Was wir von ihm haben, sind fast ausschließlich Werke für Klavier. Ein Korpus, den uns Olga Solowjewa erstmalig in einer Gesamteinspielung auf zwei CDs vorstellt. Eine Schatzkammer von musikalischen Experimenten. Reizvoll exotische Melodien, meisterhafter Umgang mit dem Kontrapunkt, aber vor allem eine ekstatisch-rhythmische Kunst von größter Vitalität.
Die Stücke sind auf den beiden CDs überwiegend chronologisch nach ihrer Entstehung angeordnet, was die staunenswerte Entwicklung des jungen Komponisten erlebbar macht. Schon das ein Hördrama für sich. CD 1 dokumentiert die Phase der kreativen Aneignung der Muster der romantischen und in Russland so geliebten musikalischen Vergangenheit.

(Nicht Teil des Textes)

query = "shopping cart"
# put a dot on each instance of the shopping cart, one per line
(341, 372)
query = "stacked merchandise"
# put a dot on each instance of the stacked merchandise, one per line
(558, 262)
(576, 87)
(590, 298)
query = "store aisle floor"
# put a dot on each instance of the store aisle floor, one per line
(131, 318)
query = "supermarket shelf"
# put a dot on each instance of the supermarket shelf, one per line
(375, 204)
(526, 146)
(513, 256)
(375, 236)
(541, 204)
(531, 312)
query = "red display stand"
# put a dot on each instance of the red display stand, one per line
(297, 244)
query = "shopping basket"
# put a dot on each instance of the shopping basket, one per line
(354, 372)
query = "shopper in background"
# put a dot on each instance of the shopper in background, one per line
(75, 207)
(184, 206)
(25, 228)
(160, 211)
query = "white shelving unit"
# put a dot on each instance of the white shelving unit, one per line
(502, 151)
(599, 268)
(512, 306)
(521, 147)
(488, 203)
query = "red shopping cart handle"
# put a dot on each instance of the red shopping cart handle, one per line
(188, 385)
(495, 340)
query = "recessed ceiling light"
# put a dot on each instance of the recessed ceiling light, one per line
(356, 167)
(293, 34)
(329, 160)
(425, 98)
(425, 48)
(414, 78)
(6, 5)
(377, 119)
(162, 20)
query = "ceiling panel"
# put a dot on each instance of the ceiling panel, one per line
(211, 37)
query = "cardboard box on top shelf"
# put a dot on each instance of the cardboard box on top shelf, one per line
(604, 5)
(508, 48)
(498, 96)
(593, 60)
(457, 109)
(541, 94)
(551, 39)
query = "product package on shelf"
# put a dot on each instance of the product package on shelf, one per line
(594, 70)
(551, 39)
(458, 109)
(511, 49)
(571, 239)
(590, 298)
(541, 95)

Mit CD 2 erleben wir Stantschinskijs Durchbruch zu sich selbst. Um 1912 passierte etwas. Mit den 'Zwölf Skizzen' wirft er allen Ballast ab und schreibt meisterhafte Stücke von motorisch-rhythmischer Radikalität, wie sie Prokofjew erst ein Vierteljahrhundert später in seiner siebten Klaviersonate sehr viel zahmer wagt. Die von Solowjewa teils gewählten extrem schnellen Tempi sind für die musikalischen Ekstasen perfekt. So muss man das spielen. Die nachfolgenden beiden Klaviersonaten Nr. 1 und Nr. 2 zeigen, wohin Stantschinskij unterwegs war. Ein Talent, das das Zeug gehabt hätte, Musikgeschichte zu schreiben.
Die Moskauer Pianistin Olga Solowjewa ist für die Werke die ideale Interpretin. Souverän meistert sie die aberwitzig virtuosesten Passagen, ohne sich in Akrobatik zu verlieren. Ihr Spiel dient immer dazu, den Zugang zu Stantschinskijs reicher emotionaler Welt zu eröffnen. Das sind, wenn man so will, Seelengemälde intensivster Empfindung, und doch sind es vollgültige Kompositionen auf der Höhe der Kunst.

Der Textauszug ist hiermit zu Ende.